Donc au sujet des critères et de leur utilité, il faut distinguer les communs des pays du Nord et ceux des pays du Sud. Au Nord, dès le XVIIIe siècle, il y a une disparition des communs ; l’on redécouvre ou réinvente, en rapport avec les effets de la modernisation agricole, l’intérêt des communs. Alors qu’au Sud il existe encore des communautés rurales qui ont une part importante dans l’histoire contemporaine de ces pays, et les communs sont encore une réalité vivante.
Le déclin des communs reste fondamentalement lié à la fin de toutes ces formes d’organisation économique liées au pastoralisme traditionnel et au nomadisme.
8. Pensez-vous qu’il y ait un intérêt à mobiliser la coopération française sur l’appui aux « communs tissés sur la terre et les ressources qu’elle porte » dans les pays du Sud ? Pourquoi ? Comment (à quel niveau d’organisation, quelles relations avec l’action collective) ?
Pour le Maghreb, je vois difficilement comment mobiliser la coopération française, si ce n’est au moyen de la recherche. En Algérie, où on nous renvoie à une « nécessité » de privatiser les terres pour résoudre les problèmes de développement, il faut argumenter et faire comprendre que la question n’est pas celle de la propriété mais celle de l’exploitation. En France, on a bien trois quarts des terres qui sont exploitées en fermage et non sous le régime de la propriété ! Les politiques foncières mises en œuvre dans les pays du Nord sont largement méconnues et l’on aurait tout intérêt à familiariser les décideurs des pays du Sud avec l’intérêt que représentent les communs, avec la reconnaissance (la « renaissance ») dont ils bénéficient aujourd’hui dans beaucoup de milieux académiques.

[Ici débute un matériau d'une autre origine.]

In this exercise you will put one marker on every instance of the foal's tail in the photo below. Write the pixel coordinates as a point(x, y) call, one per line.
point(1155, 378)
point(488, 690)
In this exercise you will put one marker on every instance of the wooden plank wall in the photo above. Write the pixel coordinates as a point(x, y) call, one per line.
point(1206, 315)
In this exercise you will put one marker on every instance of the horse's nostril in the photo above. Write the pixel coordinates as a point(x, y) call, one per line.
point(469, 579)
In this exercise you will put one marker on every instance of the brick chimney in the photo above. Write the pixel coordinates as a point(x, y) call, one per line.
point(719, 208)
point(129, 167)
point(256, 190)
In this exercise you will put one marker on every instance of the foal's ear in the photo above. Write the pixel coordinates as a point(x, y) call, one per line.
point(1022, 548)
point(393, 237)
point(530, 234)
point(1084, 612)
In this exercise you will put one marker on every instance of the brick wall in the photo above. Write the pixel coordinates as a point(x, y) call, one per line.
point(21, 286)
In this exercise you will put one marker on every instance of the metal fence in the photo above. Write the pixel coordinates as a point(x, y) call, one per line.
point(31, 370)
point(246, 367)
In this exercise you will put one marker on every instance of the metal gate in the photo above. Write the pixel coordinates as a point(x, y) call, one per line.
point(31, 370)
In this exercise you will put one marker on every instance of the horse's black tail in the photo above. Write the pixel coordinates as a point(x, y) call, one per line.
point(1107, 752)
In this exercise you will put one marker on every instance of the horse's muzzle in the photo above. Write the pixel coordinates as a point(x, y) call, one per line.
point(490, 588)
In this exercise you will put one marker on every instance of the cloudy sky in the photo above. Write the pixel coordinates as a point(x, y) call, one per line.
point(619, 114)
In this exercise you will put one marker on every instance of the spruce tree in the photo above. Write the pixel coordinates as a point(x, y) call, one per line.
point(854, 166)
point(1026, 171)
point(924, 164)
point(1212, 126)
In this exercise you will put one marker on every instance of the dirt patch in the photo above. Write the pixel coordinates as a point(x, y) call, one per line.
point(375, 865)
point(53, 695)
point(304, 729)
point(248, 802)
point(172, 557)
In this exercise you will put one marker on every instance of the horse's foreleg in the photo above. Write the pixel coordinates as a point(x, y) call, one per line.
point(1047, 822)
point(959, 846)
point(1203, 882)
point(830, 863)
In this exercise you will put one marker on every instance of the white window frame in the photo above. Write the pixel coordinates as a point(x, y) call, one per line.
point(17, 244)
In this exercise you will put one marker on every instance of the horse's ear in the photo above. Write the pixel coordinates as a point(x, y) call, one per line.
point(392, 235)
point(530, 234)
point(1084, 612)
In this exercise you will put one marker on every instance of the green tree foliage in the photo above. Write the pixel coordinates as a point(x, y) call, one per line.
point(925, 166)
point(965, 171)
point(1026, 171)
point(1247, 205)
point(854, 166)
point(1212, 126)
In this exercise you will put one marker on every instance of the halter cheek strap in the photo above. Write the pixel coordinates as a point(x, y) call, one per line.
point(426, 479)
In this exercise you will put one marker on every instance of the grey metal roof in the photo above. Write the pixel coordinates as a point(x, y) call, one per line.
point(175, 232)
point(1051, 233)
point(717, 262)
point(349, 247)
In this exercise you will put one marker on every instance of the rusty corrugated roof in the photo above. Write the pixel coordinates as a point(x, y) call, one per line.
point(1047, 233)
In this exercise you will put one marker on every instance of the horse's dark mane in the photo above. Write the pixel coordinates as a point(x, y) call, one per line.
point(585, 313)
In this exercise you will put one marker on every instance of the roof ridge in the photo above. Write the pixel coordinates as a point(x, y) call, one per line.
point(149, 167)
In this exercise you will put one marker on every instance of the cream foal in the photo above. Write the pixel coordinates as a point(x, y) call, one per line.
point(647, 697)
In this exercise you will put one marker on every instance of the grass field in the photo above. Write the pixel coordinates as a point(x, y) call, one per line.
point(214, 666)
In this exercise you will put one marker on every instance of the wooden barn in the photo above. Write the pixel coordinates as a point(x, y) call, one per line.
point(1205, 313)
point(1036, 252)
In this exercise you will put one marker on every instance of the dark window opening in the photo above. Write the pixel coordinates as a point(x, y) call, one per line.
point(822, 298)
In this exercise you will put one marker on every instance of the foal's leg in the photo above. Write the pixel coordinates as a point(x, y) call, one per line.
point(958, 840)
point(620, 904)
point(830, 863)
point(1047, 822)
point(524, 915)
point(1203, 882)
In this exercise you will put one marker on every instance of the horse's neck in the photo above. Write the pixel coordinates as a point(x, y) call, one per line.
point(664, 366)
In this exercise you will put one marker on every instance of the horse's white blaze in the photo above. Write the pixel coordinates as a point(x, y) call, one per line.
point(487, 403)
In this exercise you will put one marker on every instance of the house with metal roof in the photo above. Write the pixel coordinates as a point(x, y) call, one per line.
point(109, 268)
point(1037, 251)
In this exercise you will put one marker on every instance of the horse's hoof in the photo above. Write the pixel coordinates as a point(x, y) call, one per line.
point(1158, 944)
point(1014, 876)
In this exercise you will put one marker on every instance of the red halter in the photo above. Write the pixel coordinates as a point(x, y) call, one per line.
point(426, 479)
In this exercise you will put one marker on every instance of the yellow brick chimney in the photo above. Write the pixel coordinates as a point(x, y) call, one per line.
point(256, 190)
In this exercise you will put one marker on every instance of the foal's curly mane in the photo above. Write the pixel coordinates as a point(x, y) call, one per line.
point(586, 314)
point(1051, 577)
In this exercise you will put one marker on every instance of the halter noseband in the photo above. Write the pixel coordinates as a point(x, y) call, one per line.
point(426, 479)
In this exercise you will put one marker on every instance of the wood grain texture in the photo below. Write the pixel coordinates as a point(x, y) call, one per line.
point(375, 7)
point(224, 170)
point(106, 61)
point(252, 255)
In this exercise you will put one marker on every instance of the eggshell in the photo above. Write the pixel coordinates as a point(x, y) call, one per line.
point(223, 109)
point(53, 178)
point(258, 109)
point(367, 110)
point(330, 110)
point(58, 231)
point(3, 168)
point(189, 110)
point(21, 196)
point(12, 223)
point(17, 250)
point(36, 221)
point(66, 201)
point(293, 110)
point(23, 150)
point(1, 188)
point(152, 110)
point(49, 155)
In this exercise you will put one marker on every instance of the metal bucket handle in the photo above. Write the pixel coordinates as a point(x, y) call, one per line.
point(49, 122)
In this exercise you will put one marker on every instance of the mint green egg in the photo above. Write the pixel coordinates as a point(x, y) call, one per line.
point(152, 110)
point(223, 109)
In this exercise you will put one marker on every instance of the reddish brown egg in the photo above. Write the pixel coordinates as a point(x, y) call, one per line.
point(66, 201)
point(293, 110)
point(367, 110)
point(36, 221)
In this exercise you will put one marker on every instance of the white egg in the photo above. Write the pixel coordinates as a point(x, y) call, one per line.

La coopération peut aider aux échanges d’expériences sur comment fonctionne la gestion des terres en Europe et dans les pays du Sud. Comment ces pays du Sud peuvent-ils mobiliser ces ressources de façon durable et gérer ces ressources foncières en tenant compte des besoins du point de vue du développement agricole ? Une question qui peut faire l’objet d’une coopération est bien celle de la préservation de ces ressources, de la durabilité de l’exploitation. On peut identifier des formes de coopération là-dessus.
9. Quelles sont selon vous les opportunités et les contraintes (obstacles) d’un investissement de la coopération française sur les « communs-fonciers » ?
Pas de contraintes majeures.
10. Pouvez-vous nous indiquer des travaux, des références bibliographiques ou des personnes ressources que vous considérez comme incontournables pour initier le chantier sur les communs au sein du CTFD ?
Des Marocains : une géographe, Jeanne Chiche ; un juriste à la retraite, professeur à l’école d’agronomie de Meknès, Mohammed El Alaoui ; et enfin Mohammed Mahdi, qui a été invité par le pôle Foncier cette année et qui a produit des études sur les terres collectives au Maroc. Je signale la thèse d’Alain Karsenty portant sur le collectif dans la région du Gharb au Maroc…Voir aussi les travaux du réseau méditerranéen du CIHEAM « parcours » coordonné par le Pr. A. Bourbouze.. Je signale enfin des enquêtes récentes conduites au Maroc (Jeanne Chiche), en Tunisie (Abdallah Bensâad) et en Algérie (Slimane Benchérif) sur les communs dans le cadre d’études FAO en lien avec le thème des directives volontaires pour une gouvernance responsable du foncier.